By way of introducing myself to I.N.K., let me say that nonfiction for kids saved me. I’ll explain.
About ten years ago I became obsessed with Benedict Arnold. At the time I was a history textbook writer, and I kept trying sneak Arnold into the textbooks, and the editors kept taking him out. “Benedict Arnold makes me nervous,” an editor told me. Textbooks like their heroes in two dimensions, and their villains too. Arnold doesn’t fit in.
But the obsession persisted. I read every Arnold book out there, and spent weekends at historical sites and Revolution reenactments, taking photos, making sketches, all the while telling myself, “I’ve got to do something great with this material!” I think the pressure got to me. Unable to get started with the actual writing, I filled notebook after notebook with ideas and bits, and as the years went by the project got stranger and more pretentious. Next thing you know I was outlining an epic novel in which Arnold’s life is presented in parallel with that of Lancelot. I got as far as the opening line:
“Lancelot, the famous Arthurian knight, grew up beneath the waters of an enchanted lake. Benedict Arnold grew up in Connecticut.”
Then it was back to taking notes, making endless outlines. I eventually quit writing textbooks and started writing history books kids might actually want to read, and had some success with them. But I remained obsessed with my Arnold project, and even decided, as a gesture of dedication to my art, that I’d better become a hermit, possibly in the Catskills. When I met a wonderful woman named Rachel, I spent much of our first date explaining my Arnold-Lancelot theory; in brief, that Arnold, if he had lived in Arthurian times, would have been a top-ranked knight, but that if he lived today, where we don’t really celebrate jousting that much, he’d probably be a football coach. And I said this in hushed tones, not out of embarrassment, but because I was afraid the guy at the next table might steal the idea.
Amazingly, Rachel and I got married, and I never moved to a mountain shack. Yet still I wrestled with Arnold, with my vow to “do something” with his story. And then, one day, while discussion possible projects with my editor at Roaring Brook, she said, “Didn’t you want to write something about Benedict Arnold?” I said the thought had crossed my mind. So she suggested I write a biography aimed at teens. And that saved me.

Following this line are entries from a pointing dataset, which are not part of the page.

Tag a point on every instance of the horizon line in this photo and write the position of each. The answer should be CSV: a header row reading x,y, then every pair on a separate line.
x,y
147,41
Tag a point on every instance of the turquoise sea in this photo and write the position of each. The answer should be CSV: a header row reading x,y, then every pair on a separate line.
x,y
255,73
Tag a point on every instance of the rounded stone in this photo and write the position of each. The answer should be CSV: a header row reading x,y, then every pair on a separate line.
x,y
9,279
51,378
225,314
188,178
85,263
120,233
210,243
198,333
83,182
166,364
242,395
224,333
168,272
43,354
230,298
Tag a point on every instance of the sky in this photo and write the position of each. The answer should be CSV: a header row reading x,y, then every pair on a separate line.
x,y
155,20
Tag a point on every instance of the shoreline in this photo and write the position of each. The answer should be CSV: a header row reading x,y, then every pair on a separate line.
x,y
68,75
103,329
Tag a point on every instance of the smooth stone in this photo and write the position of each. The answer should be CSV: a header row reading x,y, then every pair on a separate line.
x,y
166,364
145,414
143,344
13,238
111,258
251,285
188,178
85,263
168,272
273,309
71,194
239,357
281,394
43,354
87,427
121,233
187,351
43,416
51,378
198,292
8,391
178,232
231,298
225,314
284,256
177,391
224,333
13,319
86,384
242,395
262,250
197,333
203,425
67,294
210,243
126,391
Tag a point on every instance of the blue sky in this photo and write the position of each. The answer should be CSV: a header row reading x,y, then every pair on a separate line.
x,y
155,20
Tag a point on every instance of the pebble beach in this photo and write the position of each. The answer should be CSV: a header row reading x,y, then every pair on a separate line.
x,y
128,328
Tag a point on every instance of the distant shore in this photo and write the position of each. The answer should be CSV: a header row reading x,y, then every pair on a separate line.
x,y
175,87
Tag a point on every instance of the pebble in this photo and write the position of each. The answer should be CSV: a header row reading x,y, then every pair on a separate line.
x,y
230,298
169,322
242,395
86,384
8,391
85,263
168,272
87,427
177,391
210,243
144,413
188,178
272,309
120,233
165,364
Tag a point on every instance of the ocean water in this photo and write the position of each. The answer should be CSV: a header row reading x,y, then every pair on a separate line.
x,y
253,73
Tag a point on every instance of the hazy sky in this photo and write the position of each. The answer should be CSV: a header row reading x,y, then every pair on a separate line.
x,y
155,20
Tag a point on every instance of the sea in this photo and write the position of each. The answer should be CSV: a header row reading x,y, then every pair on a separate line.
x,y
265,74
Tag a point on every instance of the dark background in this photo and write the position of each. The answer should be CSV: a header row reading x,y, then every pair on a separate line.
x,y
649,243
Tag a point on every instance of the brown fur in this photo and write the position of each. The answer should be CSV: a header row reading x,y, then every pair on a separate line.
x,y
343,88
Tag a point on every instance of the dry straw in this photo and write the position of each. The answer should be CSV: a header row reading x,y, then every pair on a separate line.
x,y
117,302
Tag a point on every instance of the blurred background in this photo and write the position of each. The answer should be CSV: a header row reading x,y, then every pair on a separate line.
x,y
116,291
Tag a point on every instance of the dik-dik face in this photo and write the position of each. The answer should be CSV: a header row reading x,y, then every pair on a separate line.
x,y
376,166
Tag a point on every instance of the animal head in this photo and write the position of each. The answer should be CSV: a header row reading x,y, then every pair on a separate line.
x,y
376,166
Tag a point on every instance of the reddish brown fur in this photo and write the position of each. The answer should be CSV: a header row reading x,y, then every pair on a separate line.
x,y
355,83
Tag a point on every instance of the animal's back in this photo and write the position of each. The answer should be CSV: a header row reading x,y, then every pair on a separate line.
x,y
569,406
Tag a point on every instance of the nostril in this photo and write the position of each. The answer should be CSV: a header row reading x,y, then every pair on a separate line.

Riding the subway home that afternoon, I thought about what makes good nonfiction for kids. Obviously, it has nothing to do with the tortured and gimmicky nonsense in my notebooks. What kid would stand for that? To grab and hold a kid’s attention, I told myself, I better just tell Arnold’s story, just show the furious flight and spectacular crash of America’s original loose-cannon action hero.
From that point on, the work was actually fun. I structured the story as if preparing a screenplay, dividing the rich material into short scenes, each with its own bit of action, each leading into the next. I dug into the primary sources, pulling out quotes to add dialogue to the scenes. Then, when it came time to write actual sentences, I just tried to step aside and let the story speed toward its natural climax. There was lots of very helpful back and forth with the editor, of course, and finally, just a few weeks ago, The Notorious Benedict Arnold was published.
Now, free from my Arnold obsession, I’m deep into my next non-fiction for kids, a global thriller about the race to make—and steal—the world’s first atomic bomb. It’s going well, but I have to constantly remind myself of the Arnold lessons: research like crazy, structure the stuff into a clear, tight, fast-paced story, give it a shove downhill—and get out of the way.